What a blessing! What a delight! Every woman. Let me repeat, EVERY woman wants to be beautiful. And yet hardly any woman looks in the mirror and thinks I am just so beautiful. Quite the contrary. So, when a man shows attention based on physical appearance, one of her deepest desires is being met, no matter how shallow it may seem. It’s just a fact, and it can actually be a dangerous one. It’s another aspect of the created genders. The woman is the crown of creation, the last of the Creator’s very good creations. In fact, the only “not good” thing about creation was that it was without her for a time. When she finally arrives on the scene, the man is totally overwhelmed by her beauty, by the gift that she is.  Since the garden, women have enjoyed and have even been created for this response to their appearance.

But Scripture also gives a warning about putting too much emphasis on physical beauty. Proverbs 31 says beauty is deceptive and fleeting. I Peter says that it’s fine to have and enjoy external adornments and physical beauty, but that what is most precious is gentleness, kindness and a humble, peaceful spirit. External beauty does not last, but internal beauty does.

So I also want my daughter to know that: 

2. Pretty is as Pretty Does: It’s an old-fashioned saying. Chaucer first used it in speaking of men: Handsome is as handsome does. (And this is certainly true as well!) What it means is that you could be quite beautiful on the outside, and quite ugly on the inside. That just because you are good-looking, doesn’t necessarily mean you are a good person. Beauty and good looks will eventually fade. The person you are inside will not, so cultivate your inner beauty. And don’t be side-tracked by the attention your external beauty receives. In other words, it’s great that the boy at the track meet thinks you’re pretty, but don’t stop pursuing the prettiness of your own heart and character.
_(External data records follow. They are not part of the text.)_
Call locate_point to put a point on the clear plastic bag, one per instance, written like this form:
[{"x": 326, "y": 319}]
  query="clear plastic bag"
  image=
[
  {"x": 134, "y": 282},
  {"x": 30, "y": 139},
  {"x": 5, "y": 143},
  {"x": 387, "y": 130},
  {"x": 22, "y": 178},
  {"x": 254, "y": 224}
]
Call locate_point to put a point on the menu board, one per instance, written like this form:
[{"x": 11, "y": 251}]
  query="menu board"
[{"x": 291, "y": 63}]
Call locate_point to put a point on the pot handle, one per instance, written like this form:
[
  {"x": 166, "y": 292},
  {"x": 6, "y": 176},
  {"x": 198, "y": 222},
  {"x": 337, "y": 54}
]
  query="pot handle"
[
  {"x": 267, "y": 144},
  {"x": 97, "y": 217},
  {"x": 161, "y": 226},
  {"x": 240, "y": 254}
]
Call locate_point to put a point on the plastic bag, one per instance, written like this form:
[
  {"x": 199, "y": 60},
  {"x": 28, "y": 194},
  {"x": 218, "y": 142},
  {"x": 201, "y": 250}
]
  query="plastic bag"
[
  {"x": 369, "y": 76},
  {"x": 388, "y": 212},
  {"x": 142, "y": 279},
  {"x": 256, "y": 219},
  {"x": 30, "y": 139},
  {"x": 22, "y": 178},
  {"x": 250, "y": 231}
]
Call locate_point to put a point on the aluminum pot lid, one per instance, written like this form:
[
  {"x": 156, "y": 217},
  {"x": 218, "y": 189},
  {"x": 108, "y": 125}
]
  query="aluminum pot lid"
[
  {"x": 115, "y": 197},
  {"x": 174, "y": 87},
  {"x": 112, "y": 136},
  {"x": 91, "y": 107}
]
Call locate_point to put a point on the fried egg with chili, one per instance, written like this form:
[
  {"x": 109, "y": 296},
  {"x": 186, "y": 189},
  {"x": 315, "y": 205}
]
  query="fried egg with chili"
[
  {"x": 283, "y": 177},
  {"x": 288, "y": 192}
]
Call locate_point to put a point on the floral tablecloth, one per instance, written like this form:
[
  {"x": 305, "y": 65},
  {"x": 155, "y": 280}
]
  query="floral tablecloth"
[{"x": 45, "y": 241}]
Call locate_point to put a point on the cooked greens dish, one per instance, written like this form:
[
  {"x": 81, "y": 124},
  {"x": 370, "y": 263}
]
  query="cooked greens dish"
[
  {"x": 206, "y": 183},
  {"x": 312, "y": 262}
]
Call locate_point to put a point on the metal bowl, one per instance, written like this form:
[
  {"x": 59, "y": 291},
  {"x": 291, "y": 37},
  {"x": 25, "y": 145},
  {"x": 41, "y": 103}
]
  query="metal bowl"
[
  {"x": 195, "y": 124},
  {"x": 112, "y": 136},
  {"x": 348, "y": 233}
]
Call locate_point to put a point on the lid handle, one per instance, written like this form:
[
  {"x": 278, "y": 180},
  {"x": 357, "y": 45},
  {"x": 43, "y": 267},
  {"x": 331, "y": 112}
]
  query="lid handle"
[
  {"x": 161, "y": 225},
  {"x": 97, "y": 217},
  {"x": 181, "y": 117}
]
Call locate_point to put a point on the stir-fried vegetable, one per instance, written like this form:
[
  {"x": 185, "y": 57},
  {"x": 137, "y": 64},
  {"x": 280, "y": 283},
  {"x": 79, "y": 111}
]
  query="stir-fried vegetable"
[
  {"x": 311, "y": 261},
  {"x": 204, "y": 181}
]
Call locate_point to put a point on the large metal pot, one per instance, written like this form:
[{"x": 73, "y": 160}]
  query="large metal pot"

I’ve been privileged to see this play out right before my eyes on numerous occasions, but one stands out. Robert and I were at a weekend conference. Somehow we got seated with the keynote speaker and his wife. She was beautiful. I was mesmerized by her beauty. An older woman, but striking. Is it weird that I notice the beauty of women more than the attractiveness of men?  Well, I do. Honestly, I think many women do. Anyway, it was a very nice, white tablecloth affair and eventually most of us around the table had sipped on our water glasses until they were empty. The table was large and there was a pitcher of water in the middle.  Just as I pondered how to go about getting that pitcher for a refill, the woman got up, gracefully took the water pitcher from the table and proceeded to walk around the entire table filling each one of our water glasses.  She was the beautiful guest of honor, and yet it did not prevent her from serving the rest of us. That’s true beauty.

Kayla, you are naturally pretty.  Now, do pretty.

And now, Robert and I are off to that Western Mass Track meet which our very pretty and pretty fast daughter qualified for.  Have a great weekend!